MAP was the sole publication whose mission was to showcase an emerging metropolis and its young art scene, a stark contrast to Ocean Drive's B-list celebrities and unknown socialite-filled pages. Was it perfect? No, I had publicly stated there were things I would have changed, which editor Omar Sommereyns let me know he didn't appreciate, but I couldn't deny the fact it is a well-produced magazine.
Maybe too well-produced. MAP Magazine looked like it had a high production cost -- the paper, fashion spreads, photography, and writing all cost money, even if there were only four issues a year. And it did all of this without the help of, er, adult advertising (not that I'm embarassed that I write for a publication that lets trannies and questionable massage parlors offer their services).
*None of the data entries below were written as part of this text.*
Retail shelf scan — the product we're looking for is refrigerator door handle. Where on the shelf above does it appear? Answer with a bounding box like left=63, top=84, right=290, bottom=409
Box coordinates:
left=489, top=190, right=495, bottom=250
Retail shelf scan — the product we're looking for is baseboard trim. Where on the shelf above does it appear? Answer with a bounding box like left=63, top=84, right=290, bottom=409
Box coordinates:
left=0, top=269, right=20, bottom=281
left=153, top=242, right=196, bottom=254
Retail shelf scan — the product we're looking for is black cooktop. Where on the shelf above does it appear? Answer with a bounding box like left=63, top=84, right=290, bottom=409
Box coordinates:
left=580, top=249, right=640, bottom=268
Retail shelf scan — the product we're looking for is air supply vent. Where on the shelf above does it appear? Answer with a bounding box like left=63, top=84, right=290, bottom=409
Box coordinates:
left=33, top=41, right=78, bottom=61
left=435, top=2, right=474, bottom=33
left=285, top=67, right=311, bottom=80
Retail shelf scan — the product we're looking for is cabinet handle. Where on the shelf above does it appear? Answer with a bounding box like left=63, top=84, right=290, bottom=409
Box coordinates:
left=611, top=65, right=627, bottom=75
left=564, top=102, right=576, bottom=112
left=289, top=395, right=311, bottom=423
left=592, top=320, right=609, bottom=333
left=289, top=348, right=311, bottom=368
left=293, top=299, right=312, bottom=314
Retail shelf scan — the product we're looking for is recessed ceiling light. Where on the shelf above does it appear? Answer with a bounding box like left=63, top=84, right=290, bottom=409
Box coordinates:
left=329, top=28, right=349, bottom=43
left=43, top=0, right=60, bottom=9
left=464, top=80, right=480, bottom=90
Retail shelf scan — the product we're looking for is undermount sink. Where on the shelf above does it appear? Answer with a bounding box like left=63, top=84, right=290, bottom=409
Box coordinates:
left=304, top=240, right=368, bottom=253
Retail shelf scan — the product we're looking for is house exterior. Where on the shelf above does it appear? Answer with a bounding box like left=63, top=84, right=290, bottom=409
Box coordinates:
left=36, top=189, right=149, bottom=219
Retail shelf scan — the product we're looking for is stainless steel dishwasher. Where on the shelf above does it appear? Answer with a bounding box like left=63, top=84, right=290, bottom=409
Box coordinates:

Reality of the situation is that the publishing industry is taking a beating in large part due to the the Internet and the failing economy. Even our parent company, Village Voice Media, isn't immune to it, having just done a round of company-wide layoffs and cost-cutting measures. Still, it's sad to see that a city so desperately in need of more quality publications lose one as good as MAP.
Is there any hope for the magazine to return at a later date? I didn't ask, but an online-only variation is out of the question according to Sheehan. "It still costs money to make that happen."